Koh Yu-hwan, a North Korea professor at Dongguk University in Seoul, told the agency that if the North was preparing to test a missile, it was likely to be an "upgraded" model.

"We could even call it a Taepodong-3 missile," he said.

'Brink of war'

Analysts say North Korea may be trying to draw the attention of the US [EPA]
In 2006, the same year North Korea tested its first nuclear device, it also test fired a Taepodong-2 missile from a launch site on the east coast of the peninsula.

But the test was considered a failure because the rocket plunged into the ocean after less than a minute of flight.

The report of the possible new test comes amid escalating tensions on the Korean peninsula, with North Korea warning the two countries are on "the brink of war".

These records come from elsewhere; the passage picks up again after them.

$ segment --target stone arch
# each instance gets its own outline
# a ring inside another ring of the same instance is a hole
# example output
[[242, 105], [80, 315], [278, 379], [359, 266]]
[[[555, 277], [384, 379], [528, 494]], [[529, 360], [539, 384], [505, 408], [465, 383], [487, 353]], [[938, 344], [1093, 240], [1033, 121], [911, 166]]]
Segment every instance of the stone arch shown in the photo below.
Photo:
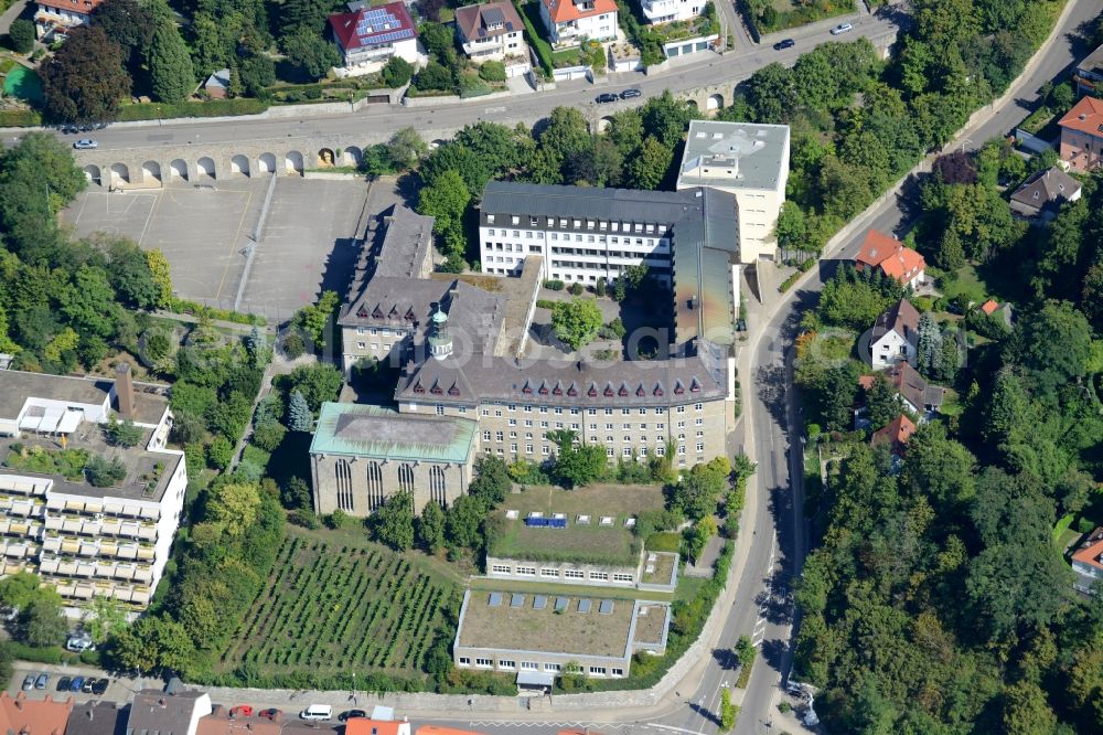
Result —
[[360, 166], [360, 162], [364, 160], [364, 151], [362, 151], [356, 146], [349, 146], [341, 153], [342, 166]]
[[173, 179], [182, 179], [188, 181], [188, 161], [182, 158], [173, 159], [169, 163], [169, 181]]
[[249, 175], [249, 159], [240, 153], [229, 159], [229, 175], [235, 173], [243, 177]]
[[210, 156], [204, 156], [200, 160], [195, 161], [195, 173], [200, 177], [211, 177], [215, 178], [214, 159]]
[[260, 173], [276, 173], [276, 156], [272, 153], [260, 153], [257, 163], [257, 170]]
[[122, 181], [130, 183], [130, 167], [126, 163], [111, 163], [111, 183]]
[[146, 182], [150, 179], [161, 181], [161, 164], [157, 161], [146, 161], [141, 164], [141, 178]]

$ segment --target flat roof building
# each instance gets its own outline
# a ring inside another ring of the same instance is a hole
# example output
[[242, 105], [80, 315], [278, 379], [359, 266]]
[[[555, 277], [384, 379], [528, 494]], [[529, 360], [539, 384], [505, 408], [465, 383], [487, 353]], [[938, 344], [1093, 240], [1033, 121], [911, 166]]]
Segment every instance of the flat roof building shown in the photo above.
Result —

It has blamed what it says are the confrontational policies of Lee Myung-bak, the South Korean president, for causing the downturn in relations.

Last week a statement in North Korean media said the North was cancelling all political and military agreements made with the South, considering them to be "dead".

However, some analysts believe the escalation in North Korean rhetoric is less intended to warn of imminent conflict and more designed to attract the attention of the new US president, Barack Obama, and to ensure the Korean peninsula remains a top US diplomatic priority.

'Jittery'

"Pyongyang seems jittery," Ryoo Kihl-jae, an expert at the University of North Korea Studies, told Yonhap.

He said that Kim Jong-il, the North Korean leader who reportedly suffered a stroke last summer, appeared to be pressing the new US administration to formulate its North Korea policy quickly.

On Monday the US and South Korean presidents held what was described as "substantive" telephone conversation, agreeing to step up cooperation towards ending North Korea's nuclear weapons programmes.

Robert Gibbs, the White House spokesman, said Obama and Lee "agreed to work closely as allies and through the six-party talks to achieve the verifiable elimination of North Korea's nuclear weapons".

Denuclearisation

In Seoul, presidential spokesman Lee Dong-Kwan said Obama had noted that "a series of recent developments" had led him to realise that the denuclearisation of the Korean peninsula could be achieved at an early date through improved cooperation among the six-nations involved in the talks.

The six-party talks process began in 2003 and brings together China, Japan, Russia, the US and the two Koreas.

A deal signed in February 2007 offers the North energy aid, normalised ties with the US and Japan and a permanent peace pact if it dismantles its atomic plants and hands over all nuclear weapons and material.

But the disarmament talks have become bogged down in disagreements over how to verify the North's declared nuclear activities.